Results: All mutant strains had 8-16 fold increases in their EB MIC and had augmented efflux activity in EB efflux assays. Overall, 33 of 60 and 17 of 60 mutants overexpressed mepA and norA, with or without overexpression of other genes, respectively. There were no observed associations between t002 or t008 and norA or mepA overexpression, respectively, regardless of meticillin susceptibility. mepA overexpression predominated amongst t002 strains while mdeA overexpression stood out amongst t008 and non-t002-t008 strains.
Discussion: While these results do not support an association between a specific spa type and a predilection toward overexpression of a specific MDR-EP gene, they do support the possibility of widespread clonal dissemination to explain previously observed associations between spa type, meticillin susceptibility, and MDR-EP gene overexpression amongst clinical S. aureus isolates.

Hadeel Zainah, MD Henry Ford Hospital
Introduction: Zygomycosis is a rare cause of pathologic, systemic infection. It is an opportunistic infection of the immunocompromised host and often fatal. In particular Syncephalastrum sp, first described in 1886, are primarily isolated in cases of otomycosis and cutaneous infection but have also been reported in other locations. We describe the first case of pulmonary infection caused by this fungus.
Case Presentation: A 58-year-old immunocompromised female presented 41 days post living-donor liver transplant. During her stay, she was on oral tacrolimus 0.5 mg twice daily, methylprednisolone IV 10 mg daily, in addition to oral valgancyclovir, oral fluconazole and nebulized penthamidine for opportunistic infection prophylaxis.
Post operatively she developed acute gastrointestinal bleeding and multi-organ system failure. During her protracted intensive-care-unit stay she developed respiratory failure, became ventilator dependent and underwent bronchoscopy for evaluation of a left upper lung cavitary lesion. On bronchoscopy she was found to have a necrotic lesion in the right upper bronchus determined by pathologic review to be a Syncephalastrum racemosum infection. Subsequent imaging revealed progressive bilateral pulmonary lesions and the patient succumbed to overwhelming sepsis and fulminant liver failure eleven days later.
Conclusion: Syncephalastrum racemosum pulmonary infection is a rare but serious infection that requires high index of suspicion in the typical immunocompromised host.

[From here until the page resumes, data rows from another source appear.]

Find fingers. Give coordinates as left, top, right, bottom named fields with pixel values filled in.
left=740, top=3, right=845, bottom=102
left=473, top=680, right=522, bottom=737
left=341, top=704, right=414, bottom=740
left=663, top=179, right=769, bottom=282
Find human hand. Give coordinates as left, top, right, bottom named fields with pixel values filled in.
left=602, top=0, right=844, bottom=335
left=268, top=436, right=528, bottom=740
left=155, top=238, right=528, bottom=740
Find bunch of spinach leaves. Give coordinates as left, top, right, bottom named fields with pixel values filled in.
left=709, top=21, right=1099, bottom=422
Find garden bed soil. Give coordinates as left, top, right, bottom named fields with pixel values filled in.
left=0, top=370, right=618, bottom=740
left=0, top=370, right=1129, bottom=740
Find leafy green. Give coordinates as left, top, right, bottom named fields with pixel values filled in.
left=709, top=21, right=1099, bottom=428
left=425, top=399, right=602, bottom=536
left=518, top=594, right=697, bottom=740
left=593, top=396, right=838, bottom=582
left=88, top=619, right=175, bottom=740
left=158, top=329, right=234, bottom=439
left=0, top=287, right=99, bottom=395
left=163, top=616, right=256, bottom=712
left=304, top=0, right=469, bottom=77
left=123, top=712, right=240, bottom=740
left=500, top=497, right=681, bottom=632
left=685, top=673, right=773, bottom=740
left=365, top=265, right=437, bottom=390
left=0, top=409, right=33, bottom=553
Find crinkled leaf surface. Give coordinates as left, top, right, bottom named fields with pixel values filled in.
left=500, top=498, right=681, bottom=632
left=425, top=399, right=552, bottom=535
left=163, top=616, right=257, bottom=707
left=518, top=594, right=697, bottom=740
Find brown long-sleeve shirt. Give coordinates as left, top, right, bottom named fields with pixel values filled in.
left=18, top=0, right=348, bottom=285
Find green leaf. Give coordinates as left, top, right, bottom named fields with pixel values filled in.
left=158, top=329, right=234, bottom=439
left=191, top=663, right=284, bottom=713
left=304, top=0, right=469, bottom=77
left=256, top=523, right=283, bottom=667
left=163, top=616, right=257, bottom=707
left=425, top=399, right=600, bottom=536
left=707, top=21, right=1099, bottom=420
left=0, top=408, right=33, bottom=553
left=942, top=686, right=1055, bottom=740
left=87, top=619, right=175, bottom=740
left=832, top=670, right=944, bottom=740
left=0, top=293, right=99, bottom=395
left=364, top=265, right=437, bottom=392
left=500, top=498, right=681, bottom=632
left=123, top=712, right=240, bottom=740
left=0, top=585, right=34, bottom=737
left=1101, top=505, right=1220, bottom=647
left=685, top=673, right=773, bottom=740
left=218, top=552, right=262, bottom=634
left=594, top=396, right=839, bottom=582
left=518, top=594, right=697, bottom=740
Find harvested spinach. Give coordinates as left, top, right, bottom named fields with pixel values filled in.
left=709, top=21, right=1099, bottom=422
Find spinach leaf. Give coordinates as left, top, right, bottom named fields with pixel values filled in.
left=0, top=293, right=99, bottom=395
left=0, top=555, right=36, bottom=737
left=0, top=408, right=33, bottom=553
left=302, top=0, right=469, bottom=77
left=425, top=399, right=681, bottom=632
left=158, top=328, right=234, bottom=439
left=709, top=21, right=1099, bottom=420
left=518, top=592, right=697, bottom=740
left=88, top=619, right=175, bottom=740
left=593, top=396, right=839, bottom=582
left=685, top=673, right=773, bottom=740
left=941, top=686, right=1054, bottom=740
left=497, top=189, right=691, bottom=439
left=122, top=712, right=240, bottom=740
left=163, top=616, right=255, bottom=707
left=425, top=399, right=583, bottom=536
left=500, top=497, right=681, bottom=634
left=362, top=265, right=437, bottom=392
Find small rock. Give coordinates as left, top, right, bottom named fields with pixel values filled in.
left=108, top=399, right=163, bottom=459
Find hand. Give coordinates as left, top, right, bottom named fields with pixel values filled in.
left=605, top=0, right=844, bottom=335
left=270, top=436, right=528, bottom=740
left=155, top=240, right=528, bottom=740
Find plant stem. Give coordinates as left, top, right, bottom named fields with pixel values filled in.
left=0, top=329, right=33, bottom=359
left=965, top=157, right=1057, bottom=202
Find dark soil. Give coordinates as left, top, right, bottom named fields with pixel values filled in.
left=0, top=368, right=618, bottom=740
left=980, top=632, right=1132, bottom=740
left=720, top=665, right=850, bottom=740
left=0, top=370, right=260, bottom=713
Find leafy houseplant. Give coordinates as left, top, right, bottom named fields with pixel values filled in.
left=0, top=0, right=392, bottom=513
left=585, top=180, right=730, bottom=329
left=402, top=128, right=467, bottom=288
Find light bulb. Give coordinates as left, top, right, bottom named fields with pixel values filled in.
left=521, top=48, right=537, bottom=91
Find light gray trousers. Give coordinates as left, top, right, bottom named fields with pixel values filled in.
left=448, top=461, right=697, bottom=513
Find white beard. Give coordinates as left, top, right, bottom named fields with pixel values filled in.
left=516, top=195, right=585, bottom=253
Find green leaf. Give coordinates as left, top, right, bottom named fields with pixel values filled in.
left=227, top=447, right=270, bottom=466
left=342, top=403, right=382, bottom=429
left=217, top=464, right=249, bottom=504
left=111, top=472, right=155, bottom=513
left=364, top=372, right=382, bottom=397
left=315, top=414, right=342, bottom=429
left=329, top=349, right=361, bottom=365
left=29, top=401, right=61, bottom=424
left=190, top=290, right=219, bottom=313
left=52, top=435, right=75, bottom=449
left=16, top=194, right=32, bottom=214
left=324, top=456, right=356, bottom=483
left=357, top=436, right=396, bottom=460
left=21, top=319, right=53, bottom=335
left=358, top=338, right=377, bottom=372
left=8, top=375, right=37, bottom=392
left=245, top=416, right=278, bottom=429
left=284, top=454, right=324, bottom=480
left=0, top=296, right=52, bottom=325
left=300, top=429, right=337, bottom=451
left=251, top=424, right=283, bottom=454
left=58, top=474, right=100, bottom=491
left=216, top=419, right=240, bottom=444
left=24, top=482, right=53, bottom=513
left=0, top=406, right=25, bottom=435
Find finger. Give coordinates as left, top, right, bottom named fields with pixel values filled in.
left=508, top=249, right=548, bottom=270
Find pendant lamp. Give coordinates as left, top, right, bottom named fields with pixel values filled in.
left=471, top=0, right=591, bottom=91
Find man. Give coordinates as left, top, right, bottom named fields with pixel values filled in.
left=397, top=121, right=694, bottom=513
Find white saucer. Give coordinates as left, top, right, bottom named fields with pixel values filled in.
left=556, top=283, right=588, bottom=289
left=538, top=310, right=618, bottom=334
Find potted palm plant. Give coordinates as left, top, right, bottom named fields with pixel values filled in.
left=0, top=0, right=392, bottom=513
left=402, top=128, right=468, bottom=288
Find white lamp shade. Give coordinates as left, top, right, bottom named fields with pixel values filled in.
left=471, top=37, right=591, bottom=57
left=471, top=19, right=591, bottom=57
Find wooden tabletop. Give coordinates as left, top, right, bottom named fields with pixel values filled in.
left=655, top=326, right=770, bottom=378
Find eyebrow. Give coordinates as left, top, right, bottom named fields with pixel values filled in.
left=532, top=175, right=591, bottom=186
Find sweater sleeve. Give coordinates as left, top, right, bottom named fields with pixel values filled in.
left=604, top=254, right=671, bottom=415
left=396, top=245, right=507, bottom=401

Hadeel Zainah, MD Henry Ford Hospital
Objectives: Methicillin-resistant Staphylococcus aureus (MRSA) is an important cause of healthcare-associated pneumonia (HCAP). HCAP confers high morbidity and mortality. In this study, we evaluated risk factors and clinical outcomes of MRSA-HCAP.
Methods: Between 08/2008 and 09/2010 we conducted a retrospective, single-center study. 783 patients with MRSA isolated from respiratory cultures were screened. The primary outcome was 28-day mortality. Results were computed using univariate and multiple logistic regression analysis.
Results: The analysis included 63 patients (54.78 %) with MRSA HCAP. The mean age (±SD) was 65.95 ± 15.4 years. 37 (58.7 %) were males. 56 (88.9 %) had at least one associated comorbid medical condition. 42 (66.7 %) were treated with vancomycin, 4(6.3 %) with linezolid and the remaining 17 (27%) were switched between the two antimicrobials. Mean APACHE II (± SD) score was 18.8 (±7.3). Mortality rate was 28.6 %. APACHE-II score, chronic obstructive pulmonary disease (COPD) and superinfection were found to be independent risk factors for 28-day mortality.
Conclusions: MRSA is a significant etiology of HCAP which is more prevalent in the elderly. The associated mortality rate could be high and driven by several factors including APACHE II score and preexisting COPD.